Trois ans après Nashville et quinze ans avant Short Cuts (pour ses incursions les plus célèbres dans le registre du film choral), Robert Altman s'adonnait encore une fois au genre qu'il semble affectionner tout particulièrement, celui qui nécessite la direction d'une troupe conséquente de protagonistes et sur lequel sa réputation s'est bâtie. Il faudrait presque inventer une nouvelle location pour Un Mariage tant l'étendue du chœur est impressionnante ici : près d'une cinquantaine de personnages se partage les deux heures de bobine de manière presque équitable, des personnages d'importance à peu près égale, s'agitant désespérément devant la caméra au cours d'une cérémonie de mariage qui n'en finira pas d'en révéler tous les travers possibles et imaginables, tout le potentiel de compromission.

Si l'institution est bien sûr attaquée de front et détruite dans la joie et la bonne humeur par une série de sarcasmes aussi vigoureux qu'incessants, c'est à travers la quantité incommensurable de petits arrangements induits par un tel mariage qu'Altman délivre l'essentiel de sa charge satirique. Un Mariage, c'est l'union impossible dans ses termes de la vieille aristocratie et de la nouvelle bourgeoisie, dont le caractère bancal est intronisé dès les premiers instants via une messe gâteuse donnée par un évêque mi-sénile mi-décrépi, en pleine dépossession de ses moyens. De l'église au manoir familial, la cohorte de personnages déplacera sa mauvaise foi et ses turpitudes en refusant constamment d'affronter les antagonismes naturels avec courage et de regarder la réalité en face : de la mort de la grand-mère (sous les traits charismatiques de Lillian Gish) à la nymphomanie de la sœur de la mariée (Mia Farrow totalement à l'ouest), tous refusent obstinément de constater ce qui est évident, de prendre conscience du fait accompli, de poser un regard franc sur ce qui est exposé en pleine lumière.

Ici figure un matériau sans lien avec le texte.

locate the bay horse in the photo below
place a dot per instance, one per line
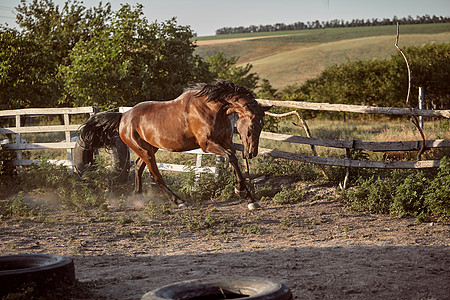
(198, 118)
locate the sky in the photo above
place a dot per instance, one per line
(206, 16)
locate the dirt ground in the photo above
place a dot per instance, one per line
(318, 247)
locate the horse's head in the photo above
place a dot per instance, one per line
(239, 100)
(249, 124)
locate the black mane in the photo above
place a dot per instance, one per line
(220, 90)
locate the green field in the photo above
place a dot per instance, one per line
(291, 57)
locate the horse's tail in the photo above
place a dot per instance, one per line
(100, 130)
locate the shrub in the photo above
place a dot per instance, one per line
(285, 196)
(404, 193)
(88, 191)
(437, 194)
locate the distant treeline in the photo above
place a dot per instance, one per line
(426, 19)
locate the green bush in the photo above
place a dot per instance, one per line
(437, 194)
(285, 196)
(420, 194)
(88, 191)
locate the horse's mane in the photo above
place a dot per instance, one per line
(220, 90)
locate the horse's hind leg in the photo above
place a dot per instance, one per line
(241, 188)
(146, 154)
(139, 167)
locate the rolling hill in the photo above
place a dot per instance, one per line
(291, 57)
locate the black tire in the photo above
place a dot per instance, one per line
(120, 155)
(44, 271)
(251, 288)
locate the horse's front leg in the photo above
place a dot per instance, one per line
(241, 188)
(139, 167)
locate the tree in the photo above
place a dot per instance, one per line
(26, 72)
(131, 61)
(384, 82)
(60, 29)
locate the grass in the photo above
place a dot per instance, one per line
(301, 55)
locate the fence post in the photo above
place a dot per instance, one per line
(421, 106)
(18, 140)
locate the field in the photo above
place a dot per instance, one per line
(317, 246)
(291, 57)
(323, 250)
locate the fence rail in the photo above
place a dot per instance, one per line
(343, 144)
(19, 129)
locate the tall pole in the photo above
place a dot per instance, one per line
(421, 106)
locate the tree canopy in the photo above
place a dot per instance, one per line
(78, 56)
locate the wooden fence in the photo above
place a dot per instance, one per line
(19, 144)
(354, 144)
(345, 144)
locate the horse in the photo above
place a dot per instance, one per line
(198, 118)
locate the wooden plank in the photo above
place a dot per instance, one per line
(29, 162)
(346, 162)
(358, 145)
(46, 111)
(445, 113)
(37, 129)
(34, 146)
(182, 168)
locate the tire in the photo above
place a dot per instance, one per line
(45, 271)
(120, 155)
(250, 288)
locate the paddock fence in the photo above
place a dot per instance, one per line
(350, 145)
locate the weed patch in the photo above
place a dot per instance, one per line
(404, 193)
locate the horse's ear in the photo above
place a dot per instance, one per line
(267, 108)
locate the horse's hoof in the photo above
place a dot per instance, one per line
(253, 206)
(183, 205)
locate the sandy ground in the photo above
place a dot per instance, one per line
(318, 247)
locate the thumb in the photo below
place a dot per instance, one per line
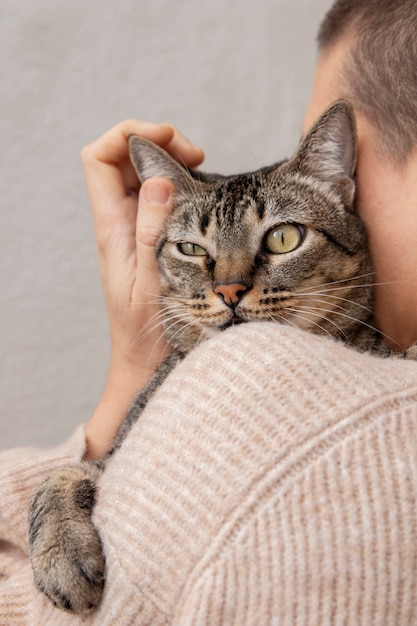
(156, 200)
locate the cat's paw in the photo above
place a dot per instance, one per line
(411, 352)
(65, 549)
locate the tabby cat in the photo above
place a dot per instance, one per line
(283, 243)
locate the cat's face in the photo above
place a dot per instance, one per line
(282, 243)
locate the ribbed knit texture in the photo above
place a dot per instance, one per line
(271, 481)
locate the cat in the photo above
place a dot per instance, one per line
(284, 244)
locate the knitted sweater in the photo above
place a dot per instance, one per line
(272, 480)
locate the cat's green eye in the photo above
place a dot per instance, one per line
(284, 238)
(191, 249)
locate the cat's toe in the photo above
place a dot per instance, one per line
(65, 549)
(72, 578)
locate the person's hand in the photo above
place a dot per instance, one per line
(127, 224)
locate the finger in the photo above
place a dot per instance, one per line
(156, 200)
(106, 160)
(181, 148)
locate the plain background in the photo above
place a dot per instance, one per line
(233, 75)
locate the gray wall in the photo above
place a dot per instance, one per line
(234, 75)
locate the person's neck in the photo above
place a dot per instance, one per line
(387, 202)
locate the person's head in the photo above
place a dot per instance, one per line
(368, 55)
(376, 41)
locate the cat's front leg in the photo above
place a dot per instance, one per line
(65, 549)
(411, 352)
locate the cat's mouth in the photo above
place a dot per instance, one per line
(234, 321)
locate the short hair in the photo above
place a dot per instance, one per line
(380, 71)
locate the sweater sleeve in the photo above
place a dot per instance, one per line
(272, 479)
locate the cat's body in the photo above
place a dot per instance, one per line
(281, 244)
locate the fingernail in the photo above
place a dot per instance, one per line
(157, 193)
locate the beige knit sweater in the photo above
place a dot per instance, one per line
(272, 480)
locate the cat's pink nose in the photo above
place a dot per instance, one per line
(230, 292)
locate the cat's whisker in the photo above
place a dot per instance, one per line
(334, 306)
(297, 313)
(333, 297)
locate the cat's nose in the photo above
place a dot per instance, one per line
(231, 293)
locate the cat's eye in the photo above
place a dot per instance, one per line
(191, 249)
(284, 238)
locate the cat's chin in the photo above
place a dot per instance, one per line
(234, 321)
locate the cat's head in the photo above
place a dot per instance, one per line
(283, 243)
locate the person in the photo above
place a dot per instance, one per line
(279, 486)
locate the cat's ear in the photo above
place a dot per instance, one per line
(150, 160)
(328, 150)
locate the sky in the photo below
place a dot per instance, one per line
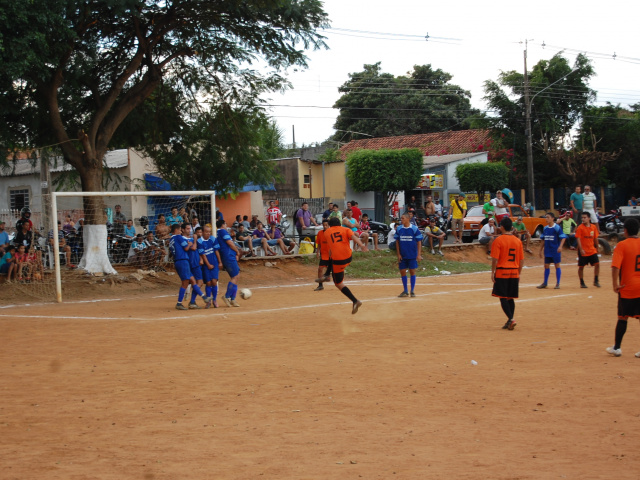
(473, 41)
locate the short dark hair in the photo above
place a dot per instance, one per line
(631, 225)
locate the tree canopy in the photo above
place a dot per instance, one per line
(559, 97)
(77, 71)
(386, 171)
(482, 177)
(379, 105)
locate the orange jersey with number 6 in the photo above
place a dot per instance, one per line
(507, 249)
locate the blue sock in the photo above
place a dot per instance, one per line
(196, 289)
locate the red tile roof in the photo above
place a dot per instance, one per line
(431, 144)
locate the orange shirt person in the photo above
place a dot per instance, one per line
(322, 252)
(625, 273)
(338, 238)
(507, 256)
(587, 237)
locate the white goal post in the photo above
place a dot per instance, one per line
(95, 257)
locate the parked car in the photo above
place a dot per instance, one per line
(474, 217)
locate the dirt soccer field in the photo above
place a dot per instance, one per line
(291, 385)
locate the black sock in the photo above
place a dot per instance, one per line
(621, 329)
(506, 307)
(348, 294)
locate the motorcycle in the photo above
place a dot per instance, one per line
(611, 222)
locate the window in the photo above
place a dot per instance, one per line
(19, 198)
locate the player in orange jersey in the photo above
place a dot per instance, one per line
(625, 271)
(338, 238)
(587, 237)
(507, 260)
(322, 252)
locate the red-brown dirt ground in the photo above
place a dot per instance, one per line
(291, 385)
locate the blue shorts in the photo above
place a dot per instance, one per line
(183, 270)
(408, 264)
(557, 258)
(232, 268)
(197, 272)
(208, 275)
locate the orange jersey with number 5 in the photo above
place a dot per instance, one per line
(507, 249)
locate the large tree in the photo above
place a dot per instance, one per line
(73, 71)
(380, 105)
(559, 97)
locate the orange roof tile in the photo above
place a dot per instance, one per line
(442, 143)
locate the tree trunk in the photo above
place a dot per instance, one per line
(94, 233)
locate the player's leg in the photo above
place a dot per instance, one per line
(402, 266)
(596, 271)
(338, 280)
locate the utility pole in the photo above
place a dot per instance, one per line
(527, 134)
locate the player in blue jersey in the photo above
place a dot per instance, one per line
(229, 255)
(179, 245)
(209, 250)
(553, 239)
(409, 249)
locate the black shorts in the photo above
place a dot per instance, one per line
(590, 260)
(506, 288)
(628, 307)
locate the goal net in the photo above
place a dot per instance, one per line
(79, 239)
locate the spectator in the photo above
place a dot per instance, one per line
(8, 262)
(500, 205)
(261, 238)
(520, 231)
(119, 221)
(62, 244)
(130, 230)
(429, 207)
(138, 251)
(163, 231)
(327, 212)
(459, 207)
(590, 204)
(273, 213)
(576, 201)
(4, 240)
(488, 234)
(277, 238)
(433, 233)
(304, 219)
(335, 212)
(366, 229)
(569, 226)
(24, 235)
(174, 219)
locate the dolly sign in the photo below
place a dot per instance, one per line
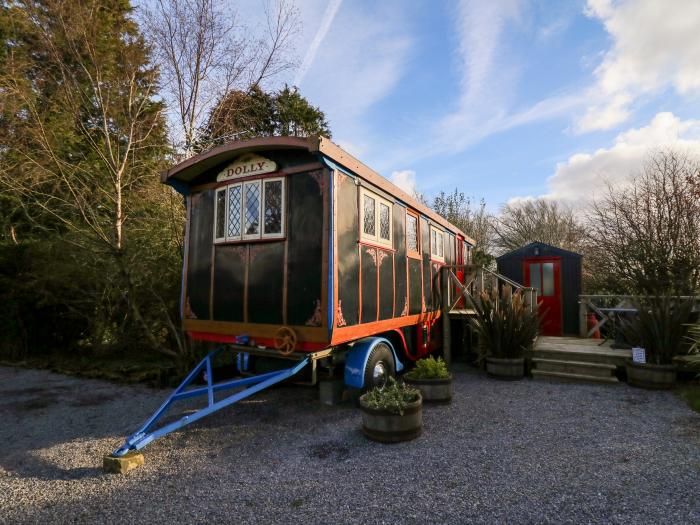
(246, 166)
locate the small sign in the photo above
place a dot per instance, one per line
(246, 165)
(639, 355)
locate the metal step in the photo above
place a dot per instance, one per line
(574, 367)
(572, 378)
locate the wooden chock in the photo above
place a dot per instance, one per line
(122, 464)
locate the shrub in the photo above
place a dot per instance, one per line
(393, 396)
(429, 368)
(660, 327)
(505, 326)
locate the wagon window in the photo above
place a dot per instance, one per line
(234, 212)
(274, 193)
(384, 222)
(368, 215)
(220, 217)
(412, 245)
(437, 244)
(250, 210)
(376, 218)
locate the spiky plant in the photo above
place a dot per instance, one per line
(660, 326)
(505, 326)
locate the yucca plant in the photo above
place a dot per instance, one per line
(661, 327)
(505, 326)
(429, 368)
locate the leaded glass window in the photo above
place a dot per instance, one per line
(369, 226)
(234, 211)
(251, 208)
(437, 244)
(220, 214)
(273, 207)
(411, 233)
(376, 218)
(384, 222)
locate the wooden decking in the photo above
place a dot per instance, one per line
(578, 349)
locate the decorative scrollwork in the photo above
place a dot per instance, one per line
(285, 340)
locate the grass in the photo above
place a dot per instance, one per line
(152, 370)
(691, 395)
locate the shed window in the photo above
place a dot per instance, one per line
(376, 218)
(412, 234)
(437, 244)
(250, 210)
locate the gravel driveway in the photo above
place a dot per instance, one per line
(519, 452)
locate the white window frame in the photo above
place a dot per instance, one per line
(279, 234)
(261, 232)
(216, 212)
(418, 251)
(440, 237)
(376, 238)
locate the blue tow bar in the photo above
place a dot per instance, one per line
(144, 435)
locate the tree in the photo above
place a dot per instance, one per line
(204, 54)
(241, 115)
(473, 220)
(84, 138)
(646, 235)
(540, 220)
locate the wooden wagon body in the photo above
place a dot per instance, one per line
(297, 233)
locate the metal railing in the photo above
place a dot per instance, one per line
(477, 279)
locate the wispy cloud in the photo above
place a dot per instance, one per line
(326, 22)
(655, 46)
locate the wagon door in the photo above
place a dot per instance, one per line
(544, 275)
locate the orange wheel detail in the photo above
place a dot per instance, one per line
(285, 340)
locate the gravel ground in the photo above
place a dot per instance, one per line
(522, 452)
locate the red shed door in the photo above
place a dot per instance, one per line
(544, 274)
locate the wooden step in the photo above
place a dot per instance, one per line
(572, 378)
(585, 355)
(573, 367)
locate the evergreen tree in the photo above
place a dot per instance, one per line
(242, 115)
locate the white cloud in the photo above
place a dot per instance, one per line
(584, 175)
(326, 22)
(655, 46)
(406, 180)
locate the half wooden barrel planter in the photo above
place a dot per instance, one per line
(386, 426)
(432, 390)
(509, 369)
(655, 377)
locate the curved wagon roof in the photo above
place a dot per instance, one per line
(187, 170)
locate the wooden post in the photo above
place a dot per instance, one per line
(582, 318)
(446, 335)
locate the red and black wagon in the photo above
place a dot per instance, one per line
(296, 250)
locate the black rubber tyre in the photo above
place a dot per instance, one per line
(381, 356)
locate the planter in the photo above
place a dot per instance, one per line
(432, 390)
(508, 369)
(387, 427)
(656, 377)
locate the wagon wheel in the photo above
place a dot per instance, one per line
(285, 340)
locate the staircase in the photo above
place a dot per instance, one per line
(575, 360)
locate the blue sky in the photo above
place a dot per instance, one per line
(503, 99)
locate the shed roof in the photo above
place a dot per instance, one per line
(551, 250)
(190, 168)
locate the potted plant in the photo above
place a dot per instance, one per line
(660, 326)
(432, 378)
(505, 326)
(392, 413)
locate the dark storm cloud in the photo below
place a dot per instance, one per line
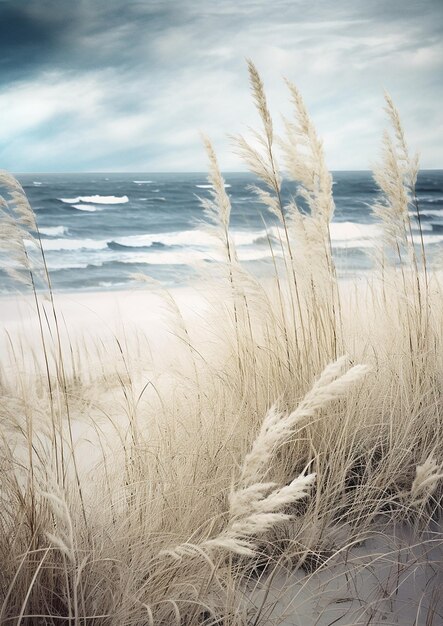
(111, 78)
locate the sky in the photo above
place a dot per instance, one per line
(121, 85)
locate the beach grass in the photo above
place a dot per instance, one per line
(277, 455)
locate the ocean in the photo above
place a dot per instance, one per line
(99, 229)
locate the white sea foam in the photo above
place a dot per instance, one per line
(208, 186)
(432, 212)
(73, 244)
(97, 199)
(54, 231)
(351, 231)
(89, 208)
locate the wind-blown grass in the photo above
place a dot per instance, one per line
(263, 449)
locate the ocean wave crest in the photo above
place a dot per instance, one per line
(54, 231)
(96, 199)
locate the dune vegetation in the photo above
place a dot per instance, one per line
(298, 428)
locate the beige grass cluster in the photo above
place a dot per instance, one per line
(193, 492)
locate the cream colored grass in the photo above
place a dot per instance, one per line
(133, 493)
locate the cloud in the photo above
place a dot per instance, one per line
(129, 85)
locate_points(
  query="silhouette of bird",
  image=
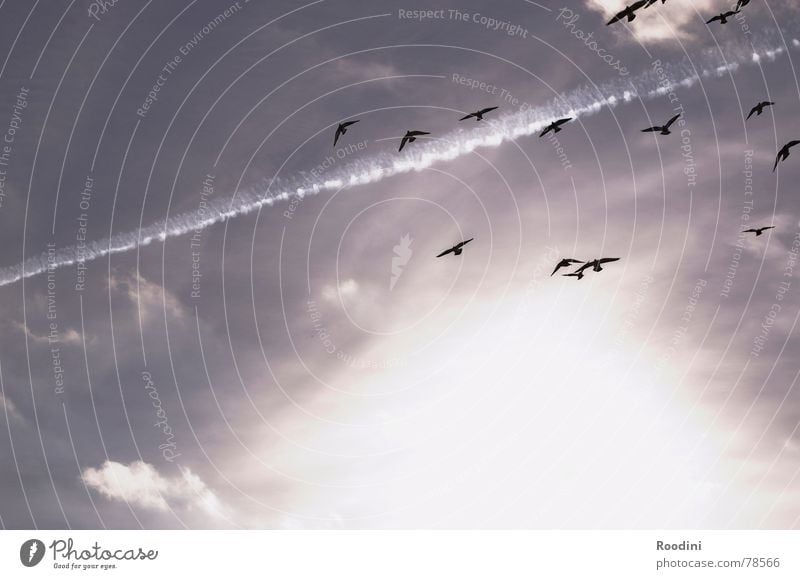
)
(628, 12)
(594, 265)
(342, 129)
(758, 230)
(723, 18)
(662, 130)
(410, 137)
(564, 263)
(555, 126)
(598, 263)
(783, 154)
(759, 108)
(456, 249)
(478, 114)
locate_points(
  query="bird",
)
(598, 263)
(478, 114)
(723, 18)
(759, 108)
(628, 12)
(456, 249)
(555, 126)
(410, 137)
(758, 230)
(594, 265)
(783, 154)
(564, 263)
(663, 130)
(342, 129)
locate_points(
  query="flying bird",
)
(456, 249)
(598, 263)
(783, 154)
(594, 265)
(564, 263)
(342, 129)
(410, 137)
(662, 130)
(759, 108)
(555, 126)
(628, 12)
(478, 114)
(723, 18)
(758, 230)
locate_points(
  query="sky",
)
(214, 318)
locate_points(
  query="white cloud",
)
(139, 483)
(7, 406)
(659, 21)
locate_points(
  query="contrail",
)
(583, 101)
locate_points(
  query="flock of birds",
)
(629, 11)
(557, 125)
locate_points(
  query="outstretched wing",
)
(672, 120)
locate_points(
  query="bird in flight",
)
(759, 108)
(342, 129)
(456, 249)
(723, 18)
(478, 114)
(555, 126)
(758, 230)
(410, 137)
(595, 265)
(564, 263)
(783, 154)
(662, 130)
(628, 12)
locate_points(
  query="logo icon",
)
(32, 552)
(402, 253)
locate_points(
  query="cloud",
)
(7, 406)
(139, 483)
(658, 22)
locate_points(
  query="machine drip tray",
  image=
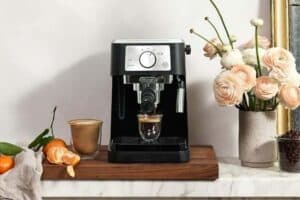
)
(137, 144)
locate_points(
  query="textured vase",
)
(257, 142)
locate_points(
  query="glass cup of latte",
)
(86, 137)
(149, 126)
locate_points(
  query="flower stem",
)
(52, 121)
(205, 39)
(215, 28)
(223, 22)
(256, 50)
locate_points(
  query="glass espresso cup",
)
(149, 126)
(86, 137)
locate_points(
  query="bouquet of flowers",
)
(254, 77)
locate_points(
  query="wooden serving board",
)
(203, 165)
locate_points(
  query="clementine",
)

Un Mariage a les défauts de ses qualités, à savoir la profusion de portraits à charge dépeignant un tableau bourgeois d'une hystérie globale assez prononcée. Mais on ne sent jamais vraiment Altman sermonner, faire la morale, ou s'embarquer dans de vaines conjectures psychologiques. Seul compte le cœur de la mécanique comique, l'hypocrisie des uns et la bassesse des autres s'assemblant dans un fatras qui vire à l'exercice de style — parfaitement maîtrisé, toutefois : l'aisance dont témoigne Altman pour naviguer à travers ce joyeux bordel est évidente, palpable. Dans ce flux de détresse et de meurtrissures, misère intellectuelle et misère affective se marient dans une symphonie magistralement et délicieusement cacophonique.